「プログラミング環境特論」イントロダクション
プログラミング環境とは?
「プログラミング環境」とは何であろうか?この用語はあまり単独で用いられることは少ない。たとえば、「Javaプログラミング環境」とか「Unixプログラミング環境」「ARMプログラミング環境」というように、言語、オペレーティングシステム、プロセッサなどをつけて、用いられることが多いようである。「Javaプログラミング環境」といえば、Java言語を用いてプログラミングするための言語処理系、デバッカ、ライブラリなどのことを意味するし、「ARMプログラミング環境」といえば、ARMというプロセッサを使うためのプログラミングのソフトウエア群を意味する。コンピュータはプログラムを実行する機械であり、そのためのプログラミングをするためのソフトウエア群が必要である。これらのソフトウエア群がプログラミングのための「環境」を構成する。
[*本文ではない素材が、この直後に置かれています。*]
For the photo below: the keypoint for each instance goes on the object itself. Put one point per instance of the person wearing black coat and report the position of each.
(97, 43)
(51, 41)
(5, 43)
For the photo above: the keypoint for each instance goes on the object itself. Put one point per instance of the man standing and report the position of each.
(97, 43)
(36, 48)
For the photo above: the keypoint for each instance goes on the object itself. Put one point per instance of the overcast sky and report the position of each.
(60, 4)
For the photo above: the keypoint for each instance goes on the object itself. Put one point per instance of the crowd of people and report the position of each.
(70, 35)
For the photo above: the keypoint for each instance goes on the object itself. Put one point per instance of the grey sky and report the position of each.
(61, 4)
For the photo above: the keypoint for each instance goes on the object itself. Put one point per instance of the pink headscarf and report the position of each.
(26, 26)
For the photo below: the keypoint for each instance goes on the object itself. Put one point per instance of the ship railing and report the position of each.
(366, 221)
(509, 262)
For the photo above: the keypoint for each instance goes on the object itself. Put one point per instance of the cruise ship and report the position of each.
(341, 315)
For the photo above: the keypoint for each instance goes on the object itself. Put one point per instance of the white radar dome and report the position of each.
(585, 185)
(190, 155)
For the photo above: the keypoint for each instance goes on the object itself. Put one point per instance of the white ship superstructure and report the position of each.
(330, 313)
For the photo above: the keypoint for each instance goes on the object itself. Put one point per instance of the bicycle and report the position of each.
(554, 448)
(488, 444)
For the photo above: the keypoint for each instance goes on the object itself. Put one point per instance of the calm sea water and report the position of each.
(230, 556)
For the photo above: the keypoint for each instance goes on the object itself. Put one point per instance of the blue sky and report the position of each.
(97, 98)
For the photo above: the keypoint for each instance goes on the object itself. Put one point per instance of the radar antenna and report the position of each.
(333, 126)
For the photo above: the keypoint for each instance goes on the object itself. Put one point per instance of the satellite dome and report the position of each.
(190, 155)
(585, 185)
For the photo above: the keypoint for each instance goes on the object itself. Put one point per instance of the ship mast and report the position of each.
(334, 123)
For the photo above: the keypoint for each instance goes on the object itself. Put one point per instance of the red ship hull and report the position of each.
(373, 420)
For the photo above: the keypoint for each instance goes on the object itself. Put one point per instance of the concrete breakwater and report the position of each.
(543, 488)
プログラミング環境を構成するソフトウエアとしては以下のような要素がある。
l プログラミング言語(アセンブリ言語の場合もある):どのようなパラダイム、モデルでプログラムをするか(たとえば、オブジェクト指向)
l コンパイラあるいはインタプリタ、すなわち言語処理系:どのようなエラーメッセージをだすのか、あるいはどの程度最適化するか。
l アセンブラやリンカなど、基本ソフトウエア
l プログラムを作成するためのエディタなどのツール、あるいはvisualプログラミングの場合は、グラフィックインターフェース
l プログラムを正しく動作させるためのデバッカ、性能を改善するパフォーマンスツール
l ライブラリ
l オペレーティングシステム(コマンド群)、そのインタフェース(システムコール群)
これらのソフトウエアは、コマンド群である場合もあるし、windowsのvisual Studioのような統合ツールとして提供される場合もある。
プログラミング環境の目標
プログラミング環境の目標は開発したいソフトウエアシステムを
Ø わかりやすく: programming model
Ø 手間をかけずに(楽に): programming cost
Ø 間違いなく(正しい): correctness
Ø 効率的な(速い): efficiency
プログラミングできるようにすることである。わかりやすさは、個々のプログラミング言語だけでなく、その言語が提供するプログラミングモデルが大きく影響する。たとえば、現在重要な技術であるオブジェクト指向プログラミングモデルは、Java、C++、など多くのオブジェクト指向言語のモデルであり、プログラミングのしやすさ、わかりやすさに大きく影響する。また、言語が提供する機能を単に理解するだけでなく、エラーの少ない正しいプログラミングするためには、モデルにもとづき、プログラミング言語を正しくつかうことが必要であり、それは「原則」principalというべきものを理解する必要がある。
「プログラミング環境」を論ずる確固たる理論があるわけではない。開発するプログラム、あるいは言語によりさまざまな「プログラミング環境」がある。しかし、これまで様々なシステムがあり、様々なプログラムが開発され、そこにはそのためのプログラミングを支援するプログラミング環境が提供されてきた。そこには、共通する「原理」あるいは「モデル」をいうべきものがあり、それらを汲み取ることが大切である。
講義の内容
この講義では、いくつかのプログラミング環境を取り上げ解説する。以下の項目を予定している。
Ø オブジェクト指向プログラミングの基礎:JavaとC++
Ø オブジェクト指向プログラミングでのデザインパターン
Ø Javaプログラミング環境:JavaBeans
Ø Java分散オブジェクト指向プログラミング環境:JiniとRMI
Ø 並列プログラミング環境:MPIとOpenMP
Ø Gridプログラミング環境:Globus
はじめに、重要なプログラミング技術であるオブジェクト指向プログラミングを中心に進める。その後、分散プログラミング、並列プログラミングについて解説する。分散並列システムでのプログラミングは、通常の逐次環境よりも数段に複雑であり、プログラミングのためのプログラミングモデル、環境が必要となる。
毎回の講義のはじめに、その講義の内容に関する資料を配布する。この資料は、
http://www.hpcs.is.tsukuba.ac.jp/~msato/lecture-note/
にて、公開する。
参考書、文献等については、そのつど、紹介する。
質問に関しては、
prog-env-lecture@hpcs.is.tsukuba.ac.jp
で、随時、受け付ける。
成績評価については、全講義終了後、レポートの提出により、評価する。